Sankey diagrams are a type of flow chart, which are typically used to visualise measurables such as cost, or distribution of resources. The nature of a Sankey diagram means it is easy to see relationships that are not immediately easy to understand. Sankey diagrams are also good to use when multiple measures are compared, as seen below. You can clearly see how the distributions vary between levels.
Making a Sankey Diagram with Superstore data
1.Once you have connected to the Superstore dataset, union the ‘Orders’ table to itself and a new column called ‘Table Name’ and the column will appear.
2. Create a calculated field called ‘To Pad’ and write this equation:
IF [Table Name] = ‘Orders’ THEN 1
ELSE 49
END
3. Right click on ‘To Pad’ and hit Create -> Bins. We want the size of bins to be 1. This will help with data densification and will also later be used to create the shape of the curves between measures.
4. Create another calculated field called ‘T’ and write this equation:
(INDEX () -25) / 4
5. Drag ‘T’ to the Column pill and ‘To Pad’ to detail. Right click on ‘T’ and click Computer Using -> To Pad (bin).
6. Create another calculated field called ‘Rank’. This will set the start and end positions for our paths. Write this equation:
RUNNING_SUM (SUM ([Sales])) / TOTAL (SUM ([Sales]))
7. Duplicate ‘Rank’ and rename as ‘Rank 2’. So you should have two different Rank fields with the same equation.
8. Create another calculated field called ‘Sigmoid’. This will create the curve shape. Use this equation:
1 / (1 + EXP(1) ^-[T])
9. Create a calculated field called ‘Curve’ with this equation:
[Rank] + (([Rank 2] – [Rank]) * [Sigmoid])
10. Drag ‘Curve’ to the Rows pill, and ‘Region’ and ‘Segment’ to detail. Right click on Curve and hit Edit Table Calculation. Select ‘Rank’ as your nested calculation and compute using Specific Dimensions. Make sure Segment, Region and To Pad (bin) are all selected and in the order seen below.
11. Do the same again, this time selecting ‘Rank 2’ as your nested calculation and again compute using Specific Dimensions. Make sure Region, Segment and To Pad (bin) are all selected and in the order seen below.
12. Right click on ‘T’ and click Edit Table Calculation, and again compute using Specific Dimensions. Only select To Pad (bin), like below.
13. Right click on each axis and click edit. Choose a fixed range, with the X axis running between -5 and 5, and the Y axis running between 0 and 1. You should then click ‘Reversed’ while editing the Y axis.

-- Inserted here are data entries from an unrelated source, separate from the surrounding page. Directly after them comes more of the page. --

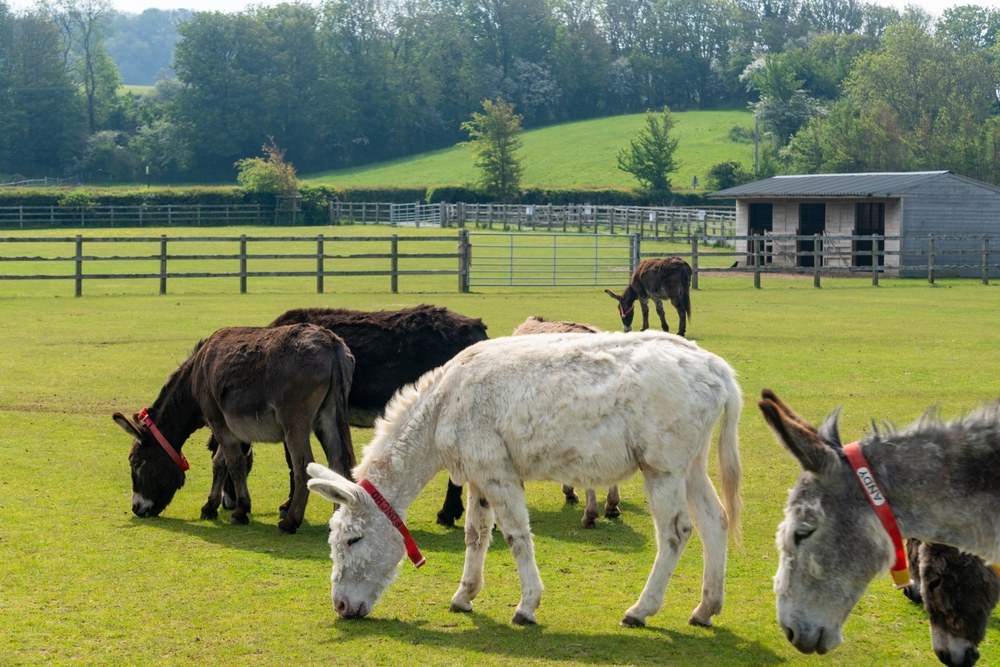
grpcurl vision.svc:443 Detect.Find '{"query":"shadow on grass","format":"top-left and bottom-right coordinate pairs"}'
top-left (322, 612), bottom-right (786, 665)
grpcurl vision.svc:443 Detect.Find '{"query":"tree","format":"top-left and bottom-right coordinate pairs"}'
top-left (462, 98), bottom-right (523, 202)
top-left (55, 0), bottom-right (121, 133)
top-left (233, 137), bottom-right (299, 196)
top-left (618, 107), bottom-right (677, 195)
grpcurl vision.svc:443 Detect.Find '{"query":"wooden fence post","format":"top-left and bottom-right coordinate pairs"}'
top-left (160, 234), bottom-right (167, 295)
top-left (240, 234), bottom-right (247, 294)
top-left (74, 234), bottom-right (83, 296)
top-left (389, 234), bottom-right (399, 294)
top-left (458, 229), bottom-right (472, 294)
top-left (750, 234), bottom-right (764, 289)
top-left (316, 234), bottom-right (323, 294)
top-left (983, 234), bottom-right (990, 285)
top-left (872, 234), bottom-right (879, 287)
top-left (927, 234), bottom-right (934, 285)
top-left (813, 234), bottom-right (823, 287)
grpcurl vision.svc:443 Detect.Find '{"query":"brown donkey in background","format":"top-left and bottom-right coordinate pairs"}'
top-left (604, 257), bottom-right (692, 336)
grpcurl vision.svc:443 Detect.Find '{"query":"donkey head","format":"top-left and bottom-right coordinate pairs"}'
top-left (112, 412), bottom-right (185, 517)
top-left (758, 389), bottom-right (894, 654)
top-left (306, 463), bottom-right (405, 618)
top-left (604, 287), bottom-right (636, 333)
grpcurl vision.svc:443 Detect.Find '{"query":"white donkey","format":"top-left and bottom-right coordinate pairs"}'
top-left (308, 331), bottom-right (742, 626)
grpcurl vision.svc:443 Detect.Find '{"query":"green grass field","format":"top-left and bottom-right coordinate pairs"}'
top-left (0, 227), bottom-right (1000, 666)
top-left (303, 110), bottom-right (753, 192)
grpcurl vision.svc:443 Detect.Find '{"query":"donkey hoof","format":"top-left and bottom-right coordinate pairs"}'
top-left (688, 616), bottom-right (712, 628)
top-left (510, 611), bottom-right (535, 625)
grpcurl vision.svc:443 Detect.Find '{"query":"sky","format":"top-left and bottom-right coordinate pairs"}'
top-left (7, 0), bottom-right (1000, 16)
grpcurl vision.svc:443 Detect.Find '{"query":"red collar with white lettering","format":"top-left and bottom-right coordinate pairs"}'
top-left (358, 479), bottom-right (427, 567)
top-left (844, 442), bottom-right (910, 588)
top-left (136, 408), bottom-right (191, 470)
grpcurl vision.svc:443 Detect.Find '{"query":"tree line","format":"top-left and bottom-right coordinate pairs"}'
top-left (0, 0), bottom-right (1000, 187)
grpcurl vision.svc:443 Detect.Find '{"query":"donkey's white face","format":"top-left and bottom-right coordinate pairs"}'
top-left (307, 463), bottom-right (406, 618)
top-left (774, 472), bottom-right (892, 654)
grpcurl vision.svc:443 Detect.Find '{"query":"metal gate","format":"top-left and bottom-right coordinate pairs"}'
top-left (469, 232), bottom-right (638, 288)
top-left (389, 203), bottom-right (444, 227)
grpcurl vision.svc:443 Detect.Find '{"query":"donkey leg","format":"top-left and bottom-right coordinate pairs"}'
top-left (604, 484), bottom-right (622, 519)
top-left (563, 484), bottom-right (580, 505)
top-left (653, 299), bottom-right (670, 331)
top-left (224, 442), bottom-right (253, 510)
top-left (670, 300), bottom-right (687, 336)
top-left (201, 435), bottom-right (225, 521)
top-left (639, 297), bottom-right (649, 331)
top-left (437, 477), bottom-right (465, 528)
top-left (213, 434), bottom-right (250, 524)
top-left (278, 440), bottom-right (294, 519)
top-left (580, 489), bottom-right (597, 528)
top-left (621, 470), bottom-right (691, 627)
top-left (450, 484), bottom-right (495, 611)
top-left (484, 482), bottom-right (542, 625)
top-left (278, 428), bottom-right (313, 534)
top-left (687, 447), bottom-right (727, 627)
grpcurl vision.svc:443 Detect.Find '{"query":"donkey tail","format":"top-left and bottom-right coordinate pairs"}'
top-left (719, 376), bottom-right (743, 545)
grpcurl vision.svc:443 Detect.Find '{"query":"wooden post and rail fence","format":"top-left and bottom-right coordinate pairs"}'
top-left (0, 229), bottom-right (1000, 296)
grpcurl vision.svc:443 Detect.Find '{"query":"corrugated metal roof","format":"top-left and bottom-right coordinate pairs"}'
top-left (709, 171), bottom-right (948, 198)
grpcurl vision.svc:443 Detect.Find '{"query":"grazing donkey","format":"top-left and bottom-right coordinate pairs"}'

This will remove the ‘jumps’ between the end data points and the ends of the scales, making the curves look smoother.
14. Change the graph type to Line and drag ‘To Pad (bin)’ to Path. Your screen should look like this:
15. Drag ‘Sales’ to Size and edit table calculation. Set it as a running total, computed using ‘To Pad (bin)’.
16. Select both Region and Segment and drag them to colour.
17. Create two more sheets which will be used as the sides of your Sankey. Set them up as seen in the next 2 pictures.
18. Finally, combine them all in a dashboard to create the finished Sankey.